Shorty était une fille avisée. Elle savait qu'à minuit, j'avais bien l'intention de faire l'amour à ma copine, sans public.

Nous nous rassemblâmes tous autour de la télévision et je serrai ma chérie contre moi pendant que la foule commençait le décompte. Elle se retourna dans mes bras lorsqu'ils arrivèrent à cinq, quatre, trois, deux et à un, ses lèvres étaient sur les miennes. Ma langue se glissa dans sa bouche pour s'emmêler avec la sienne, ses doigts parcoururent mes cheveux et je serrai fermement sa taille.

Lorsque nous eûmes besoin de prendre de l'air, je remarquai que mon frère et Blondie étaient enlacés et que Jasper et Alice avaient disparu.
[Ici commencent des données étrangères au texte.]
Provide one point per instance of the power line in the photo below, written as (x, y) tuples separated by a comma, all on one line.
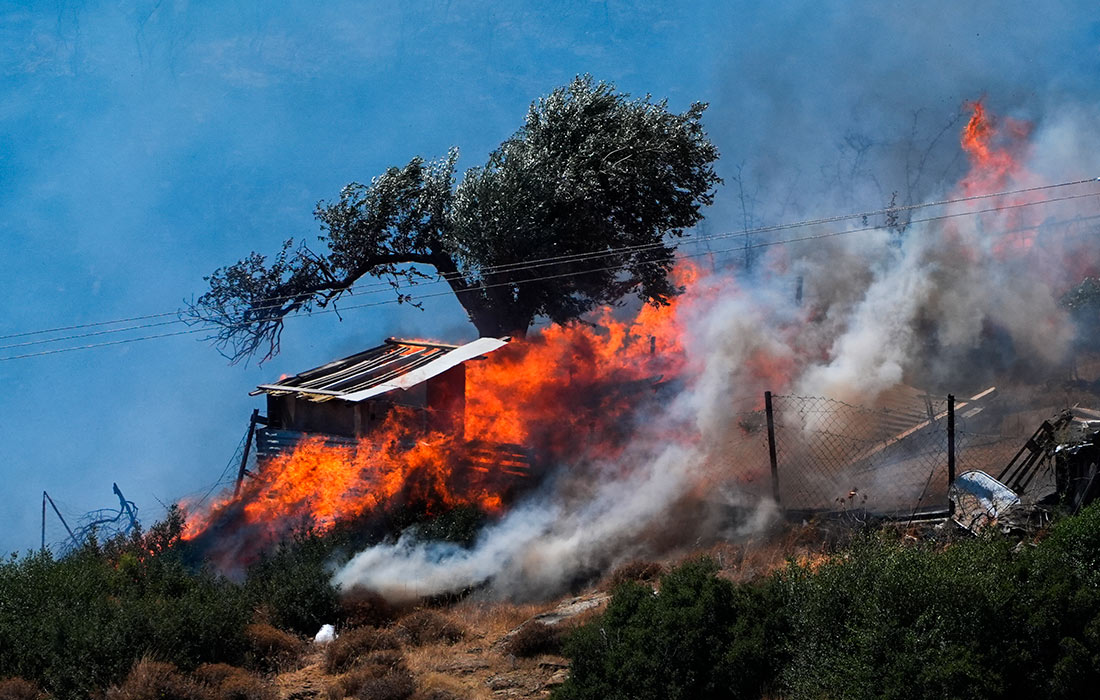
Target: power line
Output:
[(528, 264), (573, 273)]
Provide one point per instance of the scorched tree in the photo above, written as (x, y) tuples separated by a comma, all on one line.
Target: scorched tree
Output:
[(579, 208)]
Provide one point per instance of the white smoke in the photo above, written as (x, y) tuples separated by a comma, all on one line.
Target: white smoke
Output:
[(879, 309), (575, 526)]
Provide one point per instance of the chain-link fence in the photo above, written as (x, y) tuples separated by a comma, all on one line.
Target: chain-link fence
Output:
[(894, 461)]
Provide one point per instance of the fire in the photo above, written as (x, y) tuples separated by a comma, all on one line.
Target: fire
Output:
[(994, 148), (560, 392)]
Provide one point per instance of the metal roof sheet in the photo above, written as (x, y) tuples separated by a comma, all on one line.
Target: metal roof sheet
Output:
[(395, 364)]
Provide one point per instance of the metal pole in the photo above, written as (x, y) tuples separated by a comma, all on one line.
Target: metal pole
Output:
[(62, 518), (248, 447), (771, 445), (950, 449)]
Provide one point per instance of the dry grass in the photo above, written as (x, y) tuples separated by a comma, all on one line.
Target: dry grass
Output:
[(374, 666), (354, 645), (636, 570), (272, 649), (394, 685), (440, 687), (230, 682), (156, 680), (361, 608), (429, 626), (19, 689)]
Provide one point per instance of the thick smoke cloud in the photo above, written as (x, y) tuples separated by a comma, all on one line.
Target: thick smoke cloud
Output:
[(591, 516), (826, 109)]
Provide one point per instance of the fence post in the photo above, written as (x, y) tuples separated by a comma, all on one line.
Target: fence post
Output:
[(950, 450), (771, 445), (244, 457)]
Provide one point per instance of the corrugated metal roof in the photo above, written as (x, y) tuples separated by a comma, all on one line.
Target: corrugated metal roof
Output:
[(395, 364)]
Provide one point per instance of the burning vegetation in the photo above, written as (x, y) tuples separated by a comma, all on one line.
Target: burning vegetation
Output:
[(633, 433)]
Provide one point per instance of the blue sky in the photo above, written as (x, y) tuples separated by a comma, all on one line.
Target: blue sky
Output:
[(145, 143)]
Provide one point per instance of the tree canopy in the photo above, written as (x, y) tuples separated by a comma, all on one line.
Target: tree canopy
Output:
[(578, 209)]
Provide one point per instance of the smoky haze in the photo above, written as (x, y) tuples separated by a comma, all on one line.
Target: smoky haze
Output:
[(826, 110)]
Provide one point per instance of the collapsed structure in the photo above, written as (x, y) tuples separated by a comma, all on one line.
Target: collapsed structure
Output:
[(349, 400)]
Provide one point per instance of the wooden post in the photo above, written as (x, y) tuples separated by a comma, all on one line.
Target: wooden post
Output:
[(248, 447), (62, 518), (950, 449), (771, 445)]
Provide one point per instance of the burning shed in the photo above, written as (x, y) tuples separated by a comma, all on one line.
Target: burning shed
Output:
[(347, 400)]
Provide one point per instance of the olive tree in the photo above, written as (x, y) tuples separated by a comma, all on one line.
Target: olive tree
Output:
[(580, 208)]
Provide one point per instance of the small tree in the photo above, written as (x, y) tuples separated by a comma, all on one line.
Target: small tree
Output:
[(578, 209)]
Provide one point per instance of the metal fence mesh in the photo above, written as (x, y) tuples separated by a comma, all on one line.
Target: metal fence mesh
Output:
[(832, 456)]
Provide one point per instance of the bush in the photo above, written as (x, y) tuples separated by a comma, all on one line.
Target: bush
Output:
[(230, 682), (354, 645), (19, 689), (428, 626), (293, 584), (534, 638), (636, 570), (982, 618), (271, 648), (156, 680), (360, 606)]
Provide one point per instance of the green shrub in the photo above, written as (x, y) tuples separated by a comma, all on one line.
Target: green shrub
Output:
[(156, 680), (272, 649), (77, 624), (394, 685), (428, 626), (674, 644), (534, 638), (293, 584), (19, 689)]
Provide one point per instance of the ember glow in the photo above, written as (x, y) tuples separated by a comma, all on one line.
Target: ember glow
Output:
[(561, 390), (645, 425)]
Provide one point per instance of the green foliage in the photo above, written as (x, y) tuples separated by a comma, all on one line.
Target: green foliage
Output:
[(79, 623), (980, 619), (595, 181), (459, 525), (293, 584), (675, 643)]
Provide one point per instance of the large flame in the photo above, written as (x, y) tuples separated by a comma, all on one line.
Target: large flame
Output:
[(564, 387), (572, 394)]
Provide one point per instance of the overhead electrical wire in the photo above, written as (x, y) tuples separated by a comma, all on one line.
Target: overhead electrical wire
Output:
[(568, 258), (535, 263)]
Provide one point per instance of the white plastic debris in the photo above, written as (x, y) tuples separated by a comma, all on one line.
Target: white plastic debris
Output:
[(327, 634)]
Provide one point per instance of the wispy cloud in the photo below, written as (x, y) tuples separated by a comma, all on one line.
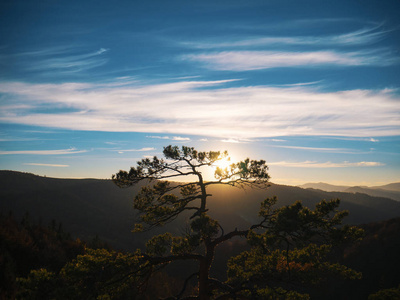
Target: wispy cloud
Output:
[(363, 36), (44, 152), (57, 59), (257, 60), (135, 150), (174, 138), (317, 149), (46, 165), (204, 108), (314, 164)]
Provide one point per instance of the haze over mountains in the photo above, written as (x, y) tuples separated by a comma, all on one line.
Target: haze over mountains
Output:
[(90, 207), (391, 190)]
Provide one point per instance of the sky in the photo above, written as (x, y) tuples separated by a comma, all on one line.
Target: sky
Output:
[(90, 87)]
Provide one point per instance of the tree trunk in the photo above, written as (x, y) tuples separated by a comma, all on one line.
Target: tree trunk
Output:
[(204, 272)]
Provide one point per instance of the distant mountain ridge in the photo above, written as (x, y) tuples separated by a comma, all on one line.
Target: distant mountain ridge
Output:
[(90, 207), (391, 190)]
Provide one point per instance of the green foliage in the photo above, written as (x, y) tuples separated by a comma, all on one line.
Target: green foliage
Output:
[(40, 284), (289, 245), (97, 274), (386, 294)]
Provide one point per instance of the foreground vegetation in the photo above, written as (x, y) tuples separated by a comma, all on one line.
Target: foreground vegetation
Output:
[(288, 250)]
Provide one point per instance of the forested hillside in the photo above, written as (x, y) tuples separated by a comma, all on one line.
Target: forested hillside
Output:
[(90, 207)]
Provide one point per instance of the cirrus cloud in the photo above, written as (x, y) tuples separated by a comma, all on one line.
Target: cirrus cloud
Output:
[(205, 108)]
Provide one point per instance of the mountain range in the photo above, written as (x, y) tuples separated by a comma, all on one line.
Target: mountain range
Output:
[(91, 207), (391, 190)]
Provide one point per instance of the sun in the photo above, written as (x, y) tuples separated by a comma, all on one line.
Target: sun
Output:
[(223, 163)]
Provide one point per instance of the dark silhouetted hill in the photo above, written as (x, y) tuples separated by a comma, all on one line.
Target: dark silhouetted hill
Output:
[(90, 207), (391, 191)]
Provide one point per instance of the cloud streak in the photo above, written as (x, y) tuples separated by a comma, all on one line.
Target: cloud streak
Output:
[(258, 60), (44, 152), (46, 165), (314, 164), (206, 108), (363, 36)]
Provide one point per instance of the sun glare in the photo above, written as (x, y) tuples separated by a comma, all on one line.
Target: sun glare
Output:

Rainbow dormait sur le dossier de la chaise et j'en profitai pour entraîner ma copine dans sa chambre.

"Bonne année, chérie." Elle me sourit en poussant ma veste des épaules et en s'occupant de ma cravate.
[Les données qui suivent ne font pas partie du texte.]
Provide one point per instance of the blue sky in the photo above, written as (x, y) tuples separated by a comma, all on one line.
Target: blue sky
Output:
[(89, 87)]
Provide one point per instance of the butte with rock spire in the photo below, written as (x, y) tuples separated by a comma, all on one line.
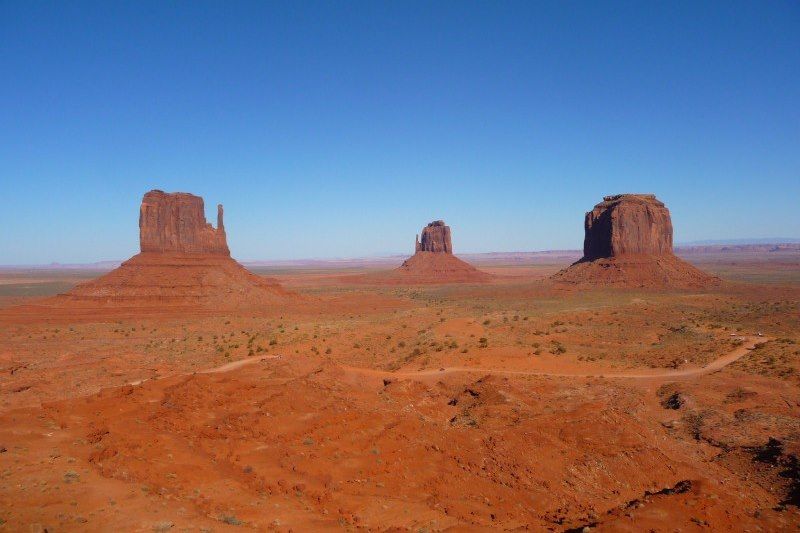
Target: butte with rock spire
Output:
[(184, 262)]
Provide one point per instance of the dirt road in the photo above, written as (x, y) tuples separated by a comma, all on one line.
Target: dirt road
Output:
[(656, 373)]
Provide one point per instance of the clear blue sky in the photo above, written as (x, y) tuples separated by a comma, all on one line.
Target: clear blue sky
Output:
[(340, 128)]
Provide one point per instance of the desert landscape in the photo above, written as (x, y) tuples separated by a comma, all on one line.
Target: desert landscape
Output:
[(379, 266), (182, 391)]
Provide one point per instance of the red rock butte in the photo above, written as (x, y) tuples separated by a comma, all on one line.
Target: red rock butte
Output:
[(628, 242), (176, 223), (184, 263), (433, 260)]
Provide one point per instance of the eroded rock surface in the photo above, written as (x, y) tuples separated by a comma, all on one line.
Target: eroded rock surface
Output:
[(176, 222), (435, 238), (626, 224), (628, 243)]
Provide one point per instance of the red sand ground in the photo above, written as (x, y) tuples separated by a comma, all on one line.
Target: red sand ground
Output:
[(408, 408), (634, 271)]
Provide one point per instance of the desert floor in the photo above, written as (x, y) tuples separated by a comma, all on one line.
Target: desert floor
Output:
[(506, 405)]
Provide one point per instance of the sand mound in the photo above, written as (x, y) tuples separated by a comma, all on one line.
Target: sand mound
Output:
[(195, 280), (634, 271)]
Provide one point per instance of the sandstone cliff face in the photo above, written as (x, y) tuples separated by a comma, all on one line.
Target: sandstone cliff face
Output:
[(627, 224), (176, 223), (435, 238), (628, 243)]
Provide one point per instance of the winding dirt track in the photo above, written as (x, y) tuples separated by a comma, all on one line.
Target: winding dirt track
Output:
[(715, 365)]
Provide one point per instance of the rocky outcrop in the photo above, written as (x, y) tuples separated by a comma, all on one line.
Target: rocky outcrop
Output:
[(627, 224), (628, 243), (176, 223), (184, 265), (435, 238)]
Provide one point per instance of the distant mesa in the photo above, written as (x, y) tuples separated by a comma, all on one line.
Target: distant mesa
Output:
[(435, 238), (184, 262), (628, 243), (433, 260)]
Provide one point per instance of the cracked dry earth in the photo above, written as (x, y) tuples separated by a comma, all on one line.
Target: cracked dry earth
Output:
[(300, 439)]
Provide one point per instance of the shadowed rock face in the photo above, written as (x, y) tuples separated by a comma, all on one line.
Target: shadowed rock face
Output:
[(435, 238), (627, 224), (176, 223)]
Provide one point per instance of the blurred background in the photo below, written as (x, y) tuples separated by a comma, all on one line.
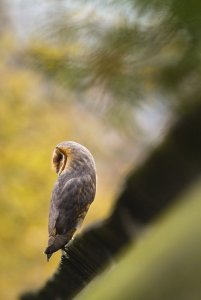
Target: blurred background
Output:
[(112, 75)]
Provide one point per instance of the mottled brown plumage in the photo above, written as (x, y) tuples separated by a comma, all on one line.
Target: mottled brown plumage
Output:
[(72, 194)]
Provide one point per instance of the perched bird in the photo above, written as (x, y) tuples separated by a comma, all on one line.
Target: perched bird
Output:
[(72, 195)]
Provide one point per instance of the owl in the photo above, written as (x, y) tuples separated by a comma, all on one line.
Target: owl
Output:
[(72, 194)]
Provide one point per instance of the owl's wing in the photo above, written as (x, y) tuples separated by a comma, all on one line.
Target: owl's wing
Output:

"Tu sais à quel point j'ai envie de t'enlever ce costume ?"

Je souris et tendis la main derrière elle pour baisser la fermeture éclair de sa robe. "Probablement autant que j'ai voulu voir ce qu'il y avait sous la robe." L'étoffe se détacha et ses seins parfaits furent exposés. "Pas de soutien-gorge."

"Non, rien," murmura-t-elle tandis que nous descendions la robe le long de son corps.
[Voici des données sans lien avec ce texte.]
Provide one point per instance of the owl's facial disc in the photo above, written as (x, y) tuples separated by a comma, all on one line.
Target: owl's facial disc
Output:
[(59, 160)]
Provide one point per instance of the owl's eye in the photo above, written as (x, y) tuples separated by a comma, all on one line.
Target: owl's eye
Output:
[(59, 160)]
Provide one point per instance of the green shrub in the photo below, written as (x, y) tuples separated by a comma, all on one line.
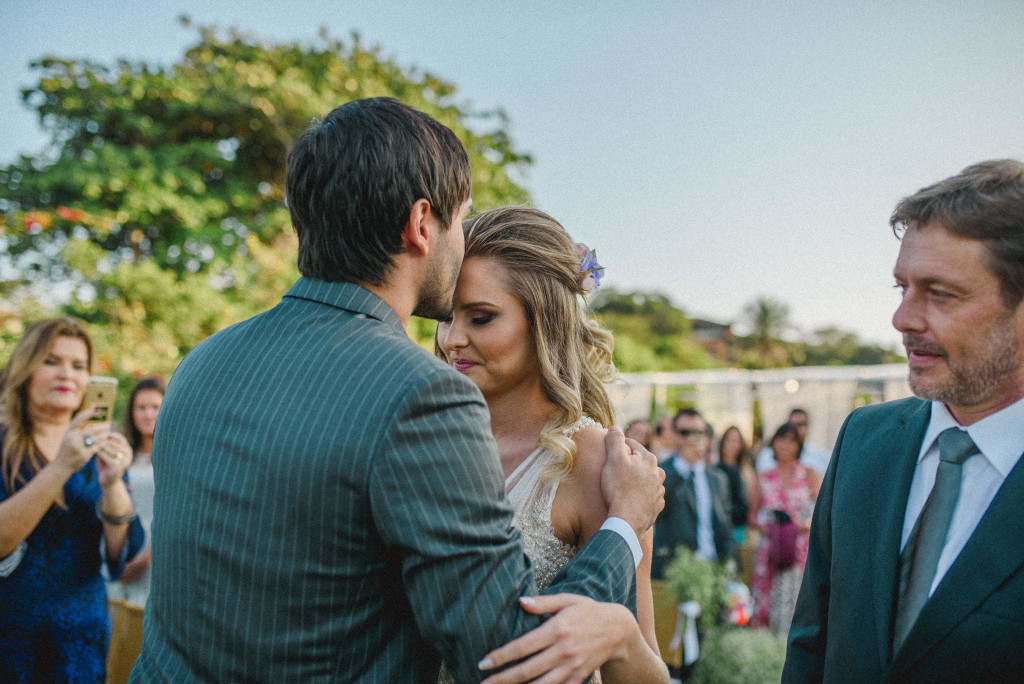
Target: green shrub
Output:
[(739, 655), (728, 654)]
"Baise-moi," réussis-je à dire. C'était la plus belle femme que j'aie jamais vue.

"C'était prévu." Elle enleva rapidement ma chemise et mon pantalon, et je retirai les vêtements incriminés avant de la repousser sur le lit.

"J'ai oublié de faire un autre toast," lui ai-je dit en regardant son magnifique visage.

"Lequel ?" demanda-t-elle en écartant mes cheveux.

"Aux anches cassées."

Quelque chose brilla dans ses yeux mais elle sourit. "A tomber amoureux malgré tout."

"Je t'aime," lui dis-je.

"Je sais. Je t'aime aussi." Elle toucha ma joue. "Montre-moi, Edward."

Je glissai en elle, ce qui la fit gémir doucement. Putain, c'était incroyable. "A nous, chérie. Toujours."

Ses doigts s'emmêlèrent aux miens et nous commençâmes à bouger ensemble. "Toujours."